As I was (still) contemplating, I remembered something my Grandmother used to say:
“You catch more flies with honey than with vinegar, but you catch even more with bullshit.”
Actually on topic, for those who care about Jesus’ dirty laundry:
I’m pretty familiar with the shroud legend, but I was curious as to the current science on the issue. After first reading the post, I spent 3 hours reading everything I could google about the Shroud of Turin. And what did I find?
A few bits of scientific research that the Vatican allowed, and 10 tons of bullshit.
Three hours of my life gone forever, and it’s still just a fucking twill tarp. I wasn’t expecting miracles, but I had hoped for a hint of honesty from the believers. Apparently, believers would rather be probed by their priest than by an honest question.
Grandma was right.
Thanks for putting up with my late night rantfest and multiple posts-not too many christians would. I offer no excuse, but I will say:
“With a name like God is for Suckers, it has to be good.”
2 April 2008, on 3:18 pm
Heh, Neil; nice try but I for one wasn’t fooled, no sir! *coughs embarrassedly*
Re: approaches, I think both honey and vinegar are equally valid in general, and one or the other may be more called for depending on the particular situation. Out there in the “real world,” I’m much more honey than I am vinegar, although I’m not reluctant to “spice up” my honey if I feel the circumstances warrant it. Certainly, when the guest in a theist’s home, I defer to my hosts and play nice, although I won’t lie if directly addressed about my beliefs and/or lack thereof.

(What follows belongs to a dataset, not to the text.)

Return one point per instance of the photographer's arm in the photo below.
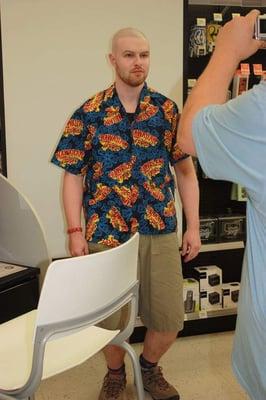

GifS is a place mostly for atheists and agnostics to sound off, vent, rant and rave, and otherwise let off steam when overwhelmed by our still primarily believing society, and I cherish that. I’m glad you feel comfortable here! I guess we’re the sort of place you can kick off your shoes, put up your feet, loosen your waistband, and shoot the shit with buddies who by and large aren’t going to be upset by choice words and such.